The State Bank of India stock has been beaten down by nearly Rs 300 during the past few days, following the announcement of its fourth quarter results. The 99 per cent drop in profits, the increase in non-performing assets, higher provisioning and the fall in net interest margins have disappointed the market. Although the scale of drop may have been a bit steep, it must be recognised as a one-off occurrence, driven by the new management's desire to sweep the books clean at the start of its tenure. This phenomenon is not new — either to SBI or to other public sector banks. The ‘new chairman syndrome' has often resulted in skeletons tumbling out of cupboards. Private banks have been spared this agony because their honchos tend to have longer tenures, they are more accountable and are truly board-governed.

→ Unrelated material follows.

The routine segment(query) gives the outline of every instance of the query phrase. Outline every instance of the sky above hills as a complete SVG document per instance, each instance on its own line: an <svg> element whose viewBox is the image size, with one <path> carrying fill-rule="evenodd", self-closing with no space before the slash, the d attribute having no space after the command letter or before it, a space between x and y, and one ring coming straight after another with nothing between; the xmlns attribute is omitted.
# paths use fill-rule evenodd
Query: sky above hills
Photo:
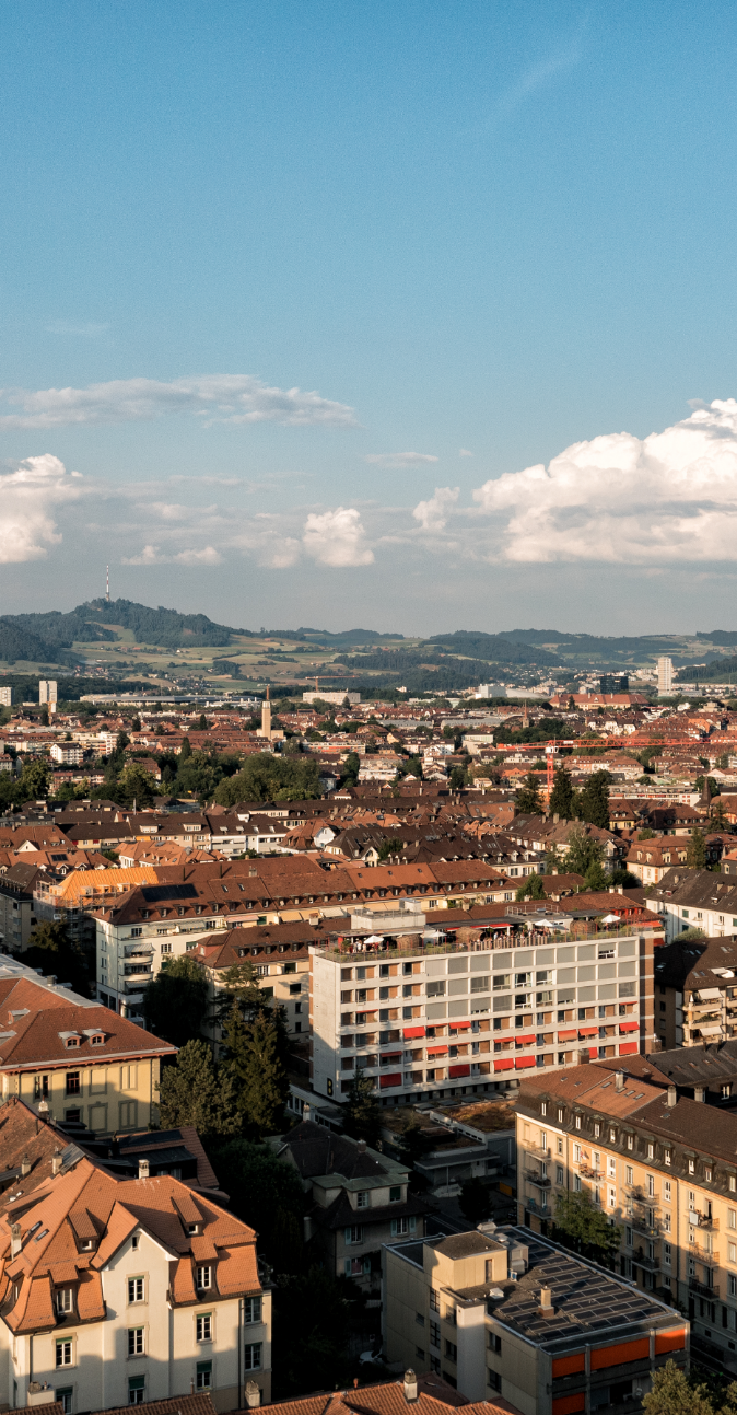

Although the SBI results are disappointing, it would seem the market's general pessimism is a bit overdone. For, there can be little doubt that the clean-up of books is welcome — even if it tends to show up predecessors in less than favourable light. Certainly, investors, institutions and other stakeholders, such as the regulator and the government, should have no cause for complaint if the process is transparent and appropriate disclosures are made. If the bank is willing to absorb its losses and shortfalls (unfunded pension/gratuity) at one go, that ought to be commended as a prudent step. In fact, SBI's decision to make up the shortfall in the pension account by transferring Rs 7,927 crore from its reserves is a measure that should be emulated by other banks too. This will leave banks free to worry only about each year's pension contribution from here on and no heavy provisioning cover will weigh down profits for the next few years.
Banks will need every bit of this cushion, given that the next two years may be difficult. Economic growth is expected to slow down as high inflation forces monetary tightening. This will mean a slowdown in loan growth, a possible rise in non-performing loans and higher provisioning for the whole banking sector. Even when growth was high, SBI's non-performing assets doubled in the last three years. Now it must brace up to pay the price for the excesses of a previous period. That's where counter-cyclical buffers come into play — and that's why the market must welcome a slightly tougher approach to provisioning — (whether for non-performing assets or for other liabilities), by the bank. It is also the reason why capital-raising plans will be of crucial importance. The bank is due to raise about Rs 20,000 crore and the management has expressed its confidence in securing the necessary contribution from the government (which holds 59.40 per cent of its equity), sooner than later.